Exilé à Londres, Marx est un témoin privilégié de la vitalité extraordinaire du capital, avide de nouveaux profits et de nouveaux espaces. Son entreprise prométhéenne est de rompre le charme de la valeur qui s’auto-valorise, de briser les sortilèges de la marchandise, de comprendre les méandres de la grande pyramide capitaliste. Contrairement à tant d’autres critiques sociaux, pour Marx le génie maléfique de la modernité n’est pas l’argent, mais le capital lui-même, ce vampire insatiable qui se nourrit du travail vivant.
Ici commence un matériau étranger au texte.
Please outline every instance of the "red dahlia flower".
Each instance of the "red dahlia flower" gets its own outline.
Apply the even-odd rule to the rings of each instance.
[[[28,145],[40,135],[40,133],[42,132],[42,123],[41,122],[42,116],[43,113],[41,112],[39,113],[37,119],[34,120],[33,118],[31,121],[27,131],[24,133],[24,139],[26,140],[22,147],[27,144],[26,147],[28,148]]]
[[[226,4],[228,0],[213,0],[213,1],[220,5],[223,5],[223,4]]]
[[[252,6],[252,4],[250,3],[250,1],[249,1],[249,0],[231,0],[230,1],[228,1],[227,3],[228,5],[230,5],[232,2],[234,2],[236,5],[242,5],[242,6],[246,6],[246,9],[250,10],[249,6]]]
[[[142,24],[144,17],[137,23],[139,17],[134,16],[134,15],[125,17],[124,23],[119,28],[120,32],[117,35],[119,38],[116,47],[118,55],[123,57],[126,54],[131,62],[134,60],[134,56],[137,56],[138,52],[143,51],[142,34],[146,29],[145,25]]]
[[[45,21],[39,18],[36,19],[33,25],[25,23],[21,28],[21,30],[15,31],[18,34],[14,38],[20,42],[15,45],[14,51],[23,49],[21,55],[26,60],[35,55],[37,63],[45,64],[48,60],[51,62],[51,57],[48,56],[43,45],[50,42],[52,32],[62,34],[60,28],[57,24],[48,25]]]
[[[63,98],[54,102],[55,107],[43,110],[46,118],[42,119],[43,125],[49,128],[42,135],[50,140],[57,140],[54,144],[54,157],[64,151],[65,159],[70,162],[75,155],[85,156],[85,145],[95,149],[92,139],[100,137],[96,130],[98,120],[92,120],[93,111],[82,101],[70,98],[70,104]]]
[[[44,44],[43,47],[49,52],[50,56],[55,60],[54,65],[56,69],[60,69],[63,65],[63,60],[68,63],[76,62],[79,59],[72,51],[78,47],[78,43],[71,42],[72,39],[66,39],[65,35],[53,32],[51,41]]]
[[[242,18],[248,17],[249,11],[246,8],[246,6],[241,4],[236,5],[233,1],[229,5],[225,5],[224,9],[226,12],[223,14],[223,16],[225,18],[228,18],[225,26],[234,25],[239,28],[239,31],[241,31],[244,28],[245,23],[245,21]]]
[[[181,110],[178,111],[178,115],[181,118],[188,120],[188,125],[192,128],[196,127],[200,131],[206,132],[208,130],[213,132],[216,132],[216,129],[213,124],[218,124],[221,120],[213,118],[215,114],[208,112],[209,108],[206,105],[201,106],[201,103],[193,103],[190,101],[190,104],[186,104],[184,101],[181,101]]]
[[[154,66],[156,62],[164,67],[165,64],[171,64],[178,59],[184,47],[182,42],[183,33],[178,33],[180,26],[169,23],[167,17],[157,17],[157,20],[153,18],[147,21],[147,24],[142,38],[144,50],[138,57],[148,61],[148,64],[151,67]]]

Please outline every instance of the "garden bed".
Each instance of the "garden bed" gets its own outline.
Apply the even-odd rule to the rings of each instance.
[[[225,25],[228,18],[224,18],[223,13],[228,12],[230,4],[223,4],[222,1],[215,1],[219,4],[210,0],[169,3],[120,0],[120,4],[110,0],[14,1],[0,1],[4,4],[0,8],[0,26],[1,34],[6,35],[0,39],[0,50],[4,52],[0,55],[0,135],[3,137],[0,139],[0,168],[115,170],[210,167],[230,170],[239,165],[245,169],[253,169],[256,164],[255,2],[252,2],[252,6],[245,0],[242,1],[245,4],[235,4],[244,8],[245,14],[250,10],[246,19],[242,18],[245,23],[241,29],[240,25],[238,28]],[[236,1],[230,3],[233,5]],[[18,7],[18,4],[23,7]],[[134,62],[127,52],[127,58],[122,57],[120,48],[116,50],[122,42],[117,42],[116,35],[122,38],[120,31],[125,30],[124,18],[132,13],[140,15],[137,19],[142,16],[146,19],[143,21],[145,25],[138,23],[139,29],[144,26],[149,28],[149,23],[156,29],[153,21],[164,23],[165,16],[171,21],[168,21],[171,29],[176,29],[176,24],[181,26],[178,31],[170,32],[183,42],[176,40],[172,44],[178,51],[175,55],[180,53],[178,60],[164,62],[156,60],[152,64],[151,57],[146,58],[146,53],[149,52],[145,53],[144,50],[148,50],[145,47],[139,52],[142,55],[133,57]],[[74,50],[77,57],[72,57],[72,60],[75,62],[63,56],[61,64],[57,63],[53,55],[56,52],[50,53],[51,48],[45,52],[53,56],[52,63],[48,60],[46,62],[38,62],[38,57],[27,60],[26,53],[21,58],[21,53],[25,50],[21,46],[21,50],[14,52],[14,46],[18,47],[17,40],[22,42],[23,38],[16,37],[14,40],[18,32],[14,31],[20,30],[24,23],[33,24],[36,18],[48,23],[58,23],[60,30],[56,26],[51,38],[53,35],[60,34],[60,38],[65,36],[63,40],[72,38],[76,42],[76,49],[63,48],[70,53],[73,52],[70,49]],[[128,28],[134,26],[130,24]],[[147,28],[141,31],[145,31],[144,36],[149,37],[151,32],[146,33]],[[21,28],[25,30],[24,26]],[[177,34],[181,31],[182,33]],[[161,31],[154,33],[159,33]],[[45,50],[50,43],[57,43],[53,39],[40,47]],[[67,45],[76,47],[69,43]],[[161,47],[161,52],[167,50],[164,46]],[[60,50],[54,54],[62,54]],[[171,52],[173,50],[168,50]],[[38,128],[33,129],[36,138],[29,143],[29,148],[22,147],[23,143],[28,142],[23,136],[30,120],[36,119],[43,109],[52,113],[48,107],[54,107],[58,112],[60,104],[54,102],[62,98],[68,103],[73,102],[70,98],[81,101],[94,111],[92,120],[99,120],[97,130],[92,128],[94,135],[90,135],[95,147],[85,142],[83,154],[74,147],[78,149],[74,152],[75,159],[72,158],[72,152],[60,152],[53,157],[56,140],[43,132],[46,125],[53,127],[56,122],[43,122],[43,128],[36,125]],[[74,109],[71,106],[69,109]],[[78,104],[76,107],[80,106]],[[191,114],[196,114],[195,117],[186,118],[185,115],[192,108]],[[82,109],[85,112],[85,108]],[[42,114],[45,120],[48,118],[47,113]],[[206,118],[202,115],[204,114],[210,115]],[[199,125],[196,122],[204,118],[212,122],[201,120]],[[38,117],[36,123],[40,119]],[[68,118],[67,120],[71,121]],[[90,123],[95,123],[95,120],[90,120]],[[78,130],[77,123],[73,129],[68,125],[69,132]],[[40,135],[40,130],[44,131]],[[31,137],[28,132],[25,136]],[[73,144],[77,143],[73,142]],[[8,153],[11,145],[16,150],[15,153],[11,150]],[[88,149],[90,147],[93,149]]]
Bensaïd souligne avec raison que Marx poursuit, à travers son œuvre critique, « le rêve vers l’avant » d’une autocréation profane de l’humanité. Peut-on dire pour autant que dans son analyse de la « destruction novatrice » promue par la civilisation capitaliste, on ne trouve « aucune nostalgie du paradis perdu… pas la moindre nostalgie du temps passé… ; pas le moindre regret romantique… ni de rêverie mélancolique » ? Ce serait gommer un peu trop vite la dimension romantique qui est bel et bien présente dans les écrits de Marx et Engels, non seulement dans leur œuvre de jeunesse mais aussi dans leurs derniers écrits, où transparaît la fascination pour le « communisme primitif » – cette sorte de « paradis perdu » profane de l’histoire de l’humanité – et, d’une façon plus générale, pour les formes communautaires précapitalistes. L’exemple le plus frappant est l’intérêt de Marx pour la traditionnelle commune rurale russe, dans laquelle il voit, selon une lettre du 8 mars 1881 à sa correspondante russe Vera Zassoulitch – citée p. 171 du livre –, « le point d’appui de la régénération sociale en Russie ».

Une chronologie et une bibliographie complètent ce volume, qui est à la fois un objet d’art et une belle introduction à la vie et à l’œuvre d’un penseur dont les idées, ancrées dans les illusions et les espérances de son époque, dépassent cependant les limites du XIXe siècle et nous apparaissent étonnamment contemporaines.